The eggs, the rabbit, the chocolate and going to church, for some still the end of Lent. So far, so traditionally Easter, or sometimes not at all. On the other hand, the following five Bavarian Easter traditions are less well known.
The Easter laughter: Laugh? In the church? Just at Easter? Yes, explains Pastor Reinhard Röhrner, this custom has existed since the 14th century. Sometimes for social criticism, sometimes to express Easter joy. A good 400 years later, a ban followed by decree, but laughter in church is experiencing a rebirth, including at Röhrner in Kelheim – appropriately every year at Easter. “It’s not about teasing any dirty things,” says Röhrner, who months ago tested this year’s joke for his community as inconspicuously as possible. “But if I can laugh at Easter, then death, which is overcome, has lost its horror.”
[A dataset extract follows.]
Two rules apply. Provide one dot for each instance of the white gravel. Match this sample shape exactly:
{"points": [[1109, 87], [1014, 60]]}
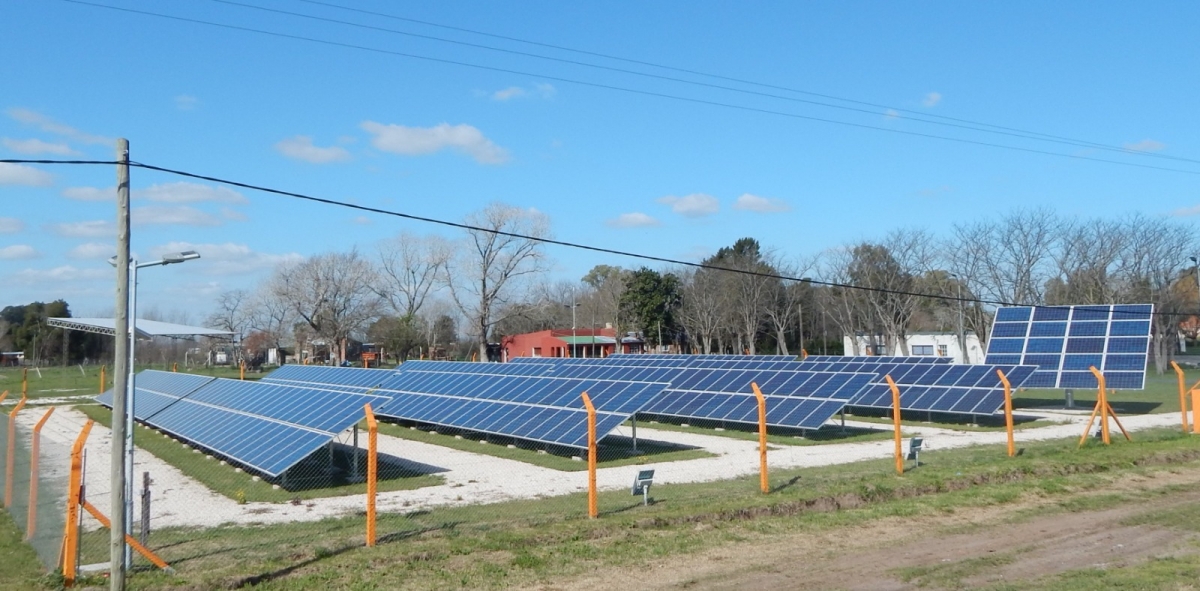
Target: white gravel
{"points": [[474, 478]]}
The Easter Stork: In Ostheim in Lower Franconia (and in parts of Thuringia) the stork brings the Easter eggs – traditionally on Maundy Thursday. According to legend, a Protestant pastor wanted to stand out from the surrounding Catholic communities and their fasting pretzels. So he decided to use the life-giving storks, which return at Easter time, as an Easter symbol – and so this Wednesday evening, master baker Juliane Witthauer and her family begin to form storks out of yeast dough, to put them in the oven at night, to decorate them with colored sugar and finally to sell. Since 1683, since the shop closed a few years ago, they have only been baking here at Easter and only the birds. “So that every child in Ostheim will continue to have a stork.”
Maundy Thursday eggs: “Eggs that were laid on Maundy Thursday were about the most powerful thing you could imagine,” says local researcher Adrian Roßner, because: Maundy Thursday is considered to be beneficial because of the indulgence of sins; at Easter life, the return of the power of nature is celebrated; and eggs represent new life. This pregnant clutch, known as Maundy Thursday egg, landed on a dung heap in Franconia every Easter up to the 20th century – a stone was supposed to grow from it to defend one’s own body. This is what it says in several “magic books” from Münchberg. A second egg belonged in an old hen’s nest and should bring wealth, a third on an anthill, where it should turn into a red stone that wards off all suffering. According to Roßner, people kept Maundy Thursday eggs all year round and used them in a variety of ways.
The Easter Firewalking: In Christianity, light and fire are even more symbolically charged than the egg. Daniela Sandner from the Bavarian Association for Homeland Care calls it the “ultimate symbol of the resurrection of Jesus”. Since the 12th century, people have lit bonfires dedicated to Easter, buried the coals in their fields for a rich harvest or mixed them with animal feed. The custom of the Easter fire also gave rise to the anti-Semitic Judas fire or the Easter fire walk, an Upper Bavarian specialty: young men sprint through the village with tree sponges lit at the Easter fire and throw parts of them into the hearth to bring blessings.
The patent goods: Since the 18th century, godparents have been putting twelve eggs – some cooked, some raw – on their godchild’s table for their first Easter. If this child grabs a red painted one, it brings luck – at least that’s how the story goes – a blue one means wealth and a white one means death before confirmation. “But of course the eggs are draped in such a way that the child can hardly take a white one,” explains Adrian Roßner. In the past, godparents were even more important, they were “guarantors for the salvation of the soul” and would have served the godchild twelve eggs again until confirmation every Easter. In the year of confirmation, they brought other godparent goods instead of eggs: clothing, jewellery, a myrtle branch, once a pewter plate and today money.